I am so glad I went! It was a weekend of connecting on all different levels. There were women there with kids and no kids, divorced, single and newly separated, newlyweds and married for nearly 20 years, professional working women and stay at home moms from cities and suburbs.
We shared drinks, food, opinions, music, dancing and our stories. Everyone had a story at some point throughout the four days. I shared about my past, about my kids, my family and what I want to do and see this year. Some of us have big dreams, some were content, some were unsure of what next week held for them, but everyone had someone there who related to them in some way. We shared doctor names, new workouts, diets, recipes, places to stay on vacation, books, yoga, massages and some of us shed a few (much needed) tears.

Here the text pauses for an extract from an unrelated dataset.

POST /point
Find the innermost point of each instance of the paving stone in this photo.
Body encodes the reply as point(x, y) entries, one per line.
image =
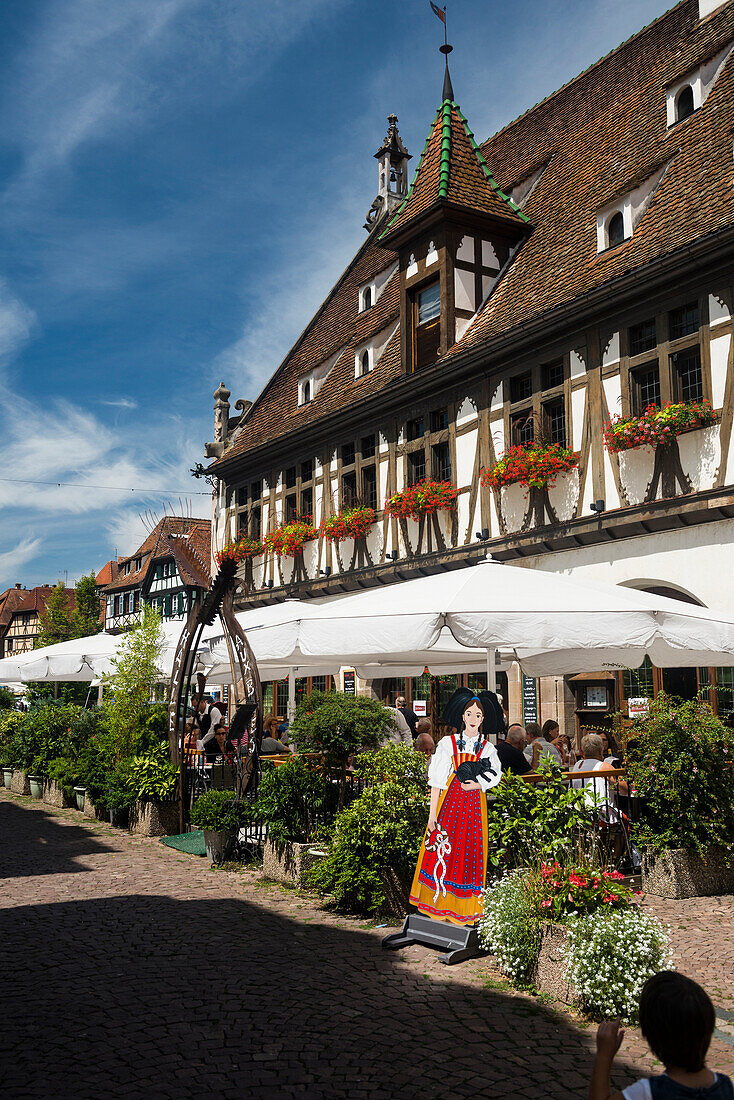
point(142, 972)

As I write this on the plane ride home, my heart is full. I just ate and drank whatever I wanted for four days. I had no responsibilities, I finished Girl, Wash Your Face, I started a new Netflix series and I just made some real connections. I am already wondering when we will all get together again. I feel connected to these women, I want to hear about their travels and stories. I want to know that their kids are alright, I want to share my stories and struggles, I want to do this more often.
It has been a couple of years since I went away for a girl’s weekend. I don’t want to go that long again. Whether it’s with my personal close friends or a group of women that I don’t fully know yet I am reminded how much I need girlfriends. I need them today as much or even more than I did when I was actually a girl.